The White Faced cockatiel, also known as the Charcoal, shows no yellow or orange coloring. The White Faced color is most interesting when combined with the Lutino. This blend gives us the true Albino, a pure white bird with red eyes.
Whatever the color, all cockatiels make great pets and require the same care. If you want a tame bird, get a baby that is being hand fed. If you can’t handle the bird at the time of the sale, don’t expect to be able to play with it at all. Even though all cockatiels are bred in captivity, if the birds are not worked with at an early age, they become independent and wild. No matter how much you try, a rough bird will resent being touched and will let you know it by biting. Only the males whistle and talk. Unfortunately, gender can’t be distinguished when cockatiels are babies. A hand fed female will be a tame pet.
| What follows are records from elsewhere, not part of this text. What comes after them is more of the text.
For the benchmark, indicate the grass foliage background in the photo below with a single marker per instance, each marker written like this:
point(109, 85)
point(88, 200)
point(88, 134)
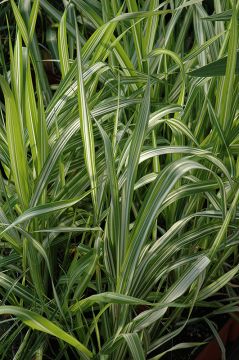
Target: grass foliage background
point(119, 175)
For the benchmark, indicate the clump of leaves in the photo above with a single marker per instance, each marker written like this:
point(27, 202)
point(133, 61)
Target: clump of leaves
point(119, 175)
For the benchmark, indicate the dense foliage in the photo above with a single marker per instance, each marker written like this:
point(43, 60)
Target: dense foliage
point(119, 152)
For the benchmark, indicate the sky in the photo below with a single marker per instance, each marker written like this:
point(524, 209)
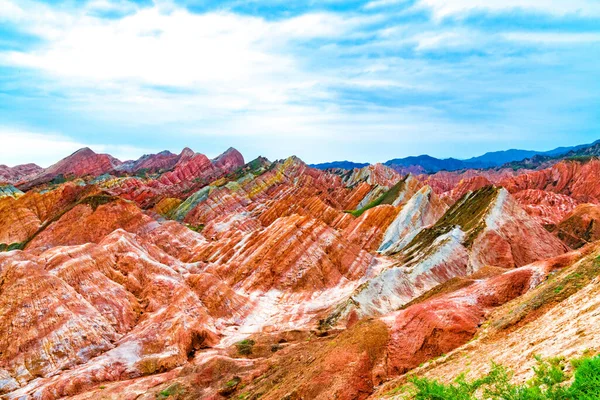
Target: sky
point(361, 80)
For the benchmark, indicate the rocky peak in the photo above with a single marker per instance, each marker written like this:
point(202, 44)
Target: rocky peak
point(231, 159)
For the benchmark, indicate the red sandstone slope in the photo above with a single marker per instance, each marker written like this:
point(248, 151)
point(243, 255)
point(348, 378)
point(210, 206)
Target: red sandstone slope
point(18, 173)
point(131, 286)
point(81, 163)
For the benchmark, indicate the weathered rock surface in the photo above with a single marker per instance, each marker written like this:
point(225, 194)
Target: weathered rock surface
point(210, 278)
point(18, 173)
point(83, 162)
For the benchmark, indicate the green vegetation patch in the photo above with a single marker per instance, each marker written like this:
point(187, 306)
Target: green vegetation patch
point(468, 213)
point(245, 346)
point(12, 246)
point(549, 383)
point(386, 198)
point(172, 391)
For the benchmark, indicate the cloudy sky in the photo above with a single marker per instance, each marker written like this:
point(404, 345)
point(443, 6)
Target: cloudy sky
point(325, 80)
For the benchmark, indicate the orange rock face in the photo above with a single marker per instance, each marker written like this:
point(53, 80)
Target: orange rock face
point(581, 226)
point(18, 173)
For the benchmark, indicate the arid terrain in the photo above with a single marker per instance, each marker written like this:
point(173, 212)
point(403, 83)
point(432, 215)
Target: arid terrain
point(177, 276)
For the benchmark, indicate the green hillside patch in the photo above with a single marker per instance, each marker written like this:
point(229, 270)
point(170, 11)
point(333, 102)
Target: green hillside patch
point(387, 198)
point(550, 382)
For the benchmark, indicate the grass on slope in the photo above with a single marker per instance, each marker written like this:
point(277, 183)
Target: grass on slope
point(549, 383)
point(386, 198)
point(468, 213)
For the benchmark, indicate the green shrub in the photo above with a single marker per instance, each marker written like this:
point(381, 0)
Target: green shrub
point(245, 346)
point(586, 385)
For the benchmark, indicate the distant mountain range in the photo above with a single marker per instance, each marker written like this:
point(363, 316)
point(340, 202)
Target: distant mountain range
point(428, 164)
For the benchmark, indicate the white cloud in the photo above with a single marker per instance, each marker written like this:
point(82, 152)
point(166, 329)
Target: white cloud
point(445, 8)
point(23, 146)
point(552, 38)
point(383, 3)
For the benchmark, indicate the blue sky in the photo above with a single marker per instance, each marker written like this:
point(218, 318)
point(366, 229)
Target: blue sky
point(324, 80)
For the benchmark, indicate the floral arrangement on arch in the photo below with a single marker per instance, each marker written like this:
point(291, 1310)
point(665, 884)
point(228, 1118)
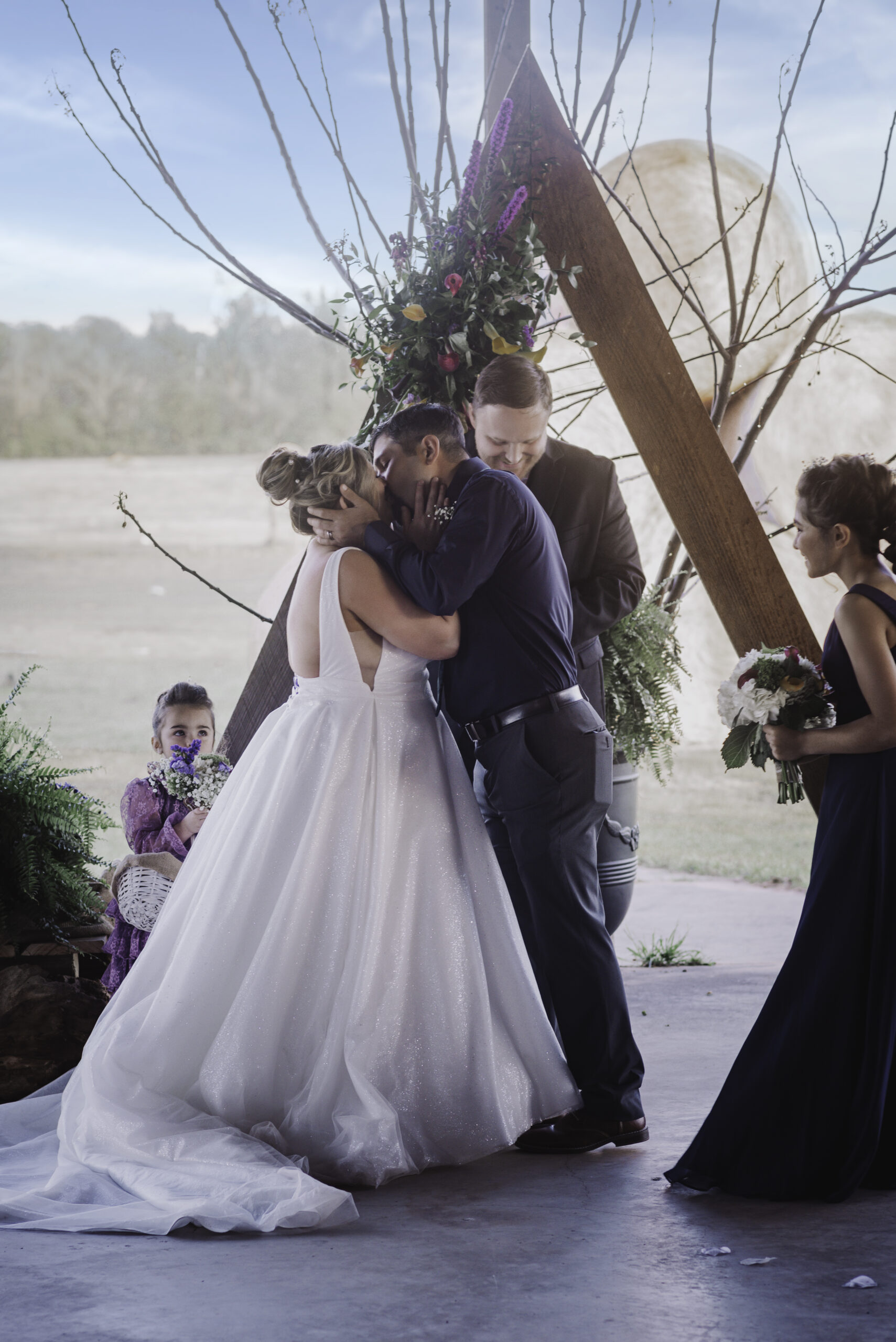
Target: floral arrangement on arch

Cockatiels are very easy to feed. A vitamin, mineral, and protein enriched seed or pellet mix is the backbone of the cockatiel diet. Health grit and cuttlebone or mineral block must always be available. Spray millet, egg sticks, honey sticks, and fruit sticks are great as treats. Small amounts of fresh greens, carrot, apple, scrambled egg, corn, or whole wheat bread can be given to round out the diet. Vitamins are mixed with the water to make sure that the nutrition is complete in every way.
If your cockatiel is taken out often for play and exercise the cage only has to be big enough for the bird to flap its wings. If the bird is kept in the cage all the time, a cage thirty-six inches by eighteen inches is the smallest that can be used. No matter what, the cage can never be too big. Make sure that your bird can’t stick its head out through the bars. If something scares the bird, it will jerk its head back and get stuck. In a panic, the bird will keep pulling until it breaks its neck or chokes itself to death. For this reason, large parakeet cages are better for cockatiels than small parrot cages.
The opposite holds true for toys. The cockatiel has a much stronger beak than a budgie. Plastic keet toys will quickly be destroyed. By swallowing the plastic, your cockatiel might harm itself. Use only hard vinyl, acrylic, wood, metal or lava rock toys for a cockatiel.
Temperature is not really important. Anything that is comfortable for you will be fine for your cockatiel. Do be sure that the bird is not kept in a draft. Remember, in the summer, a draft from a fan or an air?conditioner can make any bird very sick.
To be certain that the cockatiel is getting proper rest it is a good idea to cover the cage from dusk to dawn. Interrupting the sleep of any bird is a bad practice but especially harmful for cockatiels. These birds are subject to night frights and can gravely injure themselves by getting upset and panicking during the night. A cage cover and a small night light can be a great help in preventing this problem.